If this is done properly it means you could make generic motherboards, and generic memory controllers, and all sorts of different accelerators and mix and match them from various vendors. So its no surprise that the smaller players in the market and trying to gang together and the larger player is trying to keep lock-in.

Knights Landing as it stands would already integrate in systems better if it were using an inter-cpu bus than a peripheral bus as well as GPUs, FPGAs, and certainly RDMA/memory window systems like Mellanox.

Inherent distrust of standards aside, this could be a great win for people putting together bespoke systems in interesting configurations (i.e. Google), I don't think there is any downside in theory for Intel except more competition.

gpderetta · on Oct 14, 2016

There are KNL variants that sit on a cpu socket and talk to the rest of the system via QPI.

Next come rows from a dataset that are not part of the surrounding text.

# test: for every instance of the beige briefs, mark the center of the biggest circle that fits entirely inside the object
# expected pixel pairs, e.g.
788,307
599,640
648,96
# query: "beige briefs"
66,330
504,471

convolvatron · on Oct 15, 2016

I haven't caught up with the latest phi releases, but I'm really interested to do so. I haven't been able to find any discussion about a coherent QPI on KNL, but have found reference to OmniPath, which looks like a non-coherent large scale memory network. Is that what you were thinking of, or maybe could you post a reference?

gpderetta · on Oct 16, 2016

You are right, I was misremembering. The socketed KNL does not have QPI at all, so no multisocket boards are possible. Still the socketed KNL doesn't hang-off the PCI bus as it is its own host processor and has a dedicated link with memory.

Omnipath is used to drive both the Ethernet and PCIe.

samfisher83 · on Oct 14, 2016

No Intel ? Without them joining on board this might not be as useful.

angry_octet · on Oct 14, 2016

It is precisely because Intel has developed its own next generation buses, and is licencing them very restrictively, that CAPI exists. Intel has QPI (Quickpath) for internal and Omnipath for external.

nVidia would have loved to have a GPU with a QPI interconnect, but Intel wouldn't let them because they have their own GPU ambitions in Xeon Phi. So they came up with NvLink, which is kind-of PCIe but faster. They don't have any switch asics as yet so they are limited to fully connected topologies. Details on NvLink (without NDA) are scant, but I don't think it has the ability to be multi-node (it really is a bus).

Intel are now making Xeon Phi with on board Omnipath (more like Infiniband), which is curious.

wickberg · on Oct 14, 2016

This is meant as a competitor, at least in the high-performance computing market, to Intel's Xeon Phi (aka Knights Landing) based systems which will start including their OmniPath network fabric on-die (based on QLogic's Infiniband tech).

If those gain widespread adoption, that leave little room for Mellanox's IB platform, hurts NVIDIA's sales of accelerator cards, and cuts AMD's and IBM's processors out of the picture entirely.

nickpsecurity · on Oct 14, 2016

We have every big name in this, including an x86 vendor. We don't need Intel. That's not a statement I can make often. :)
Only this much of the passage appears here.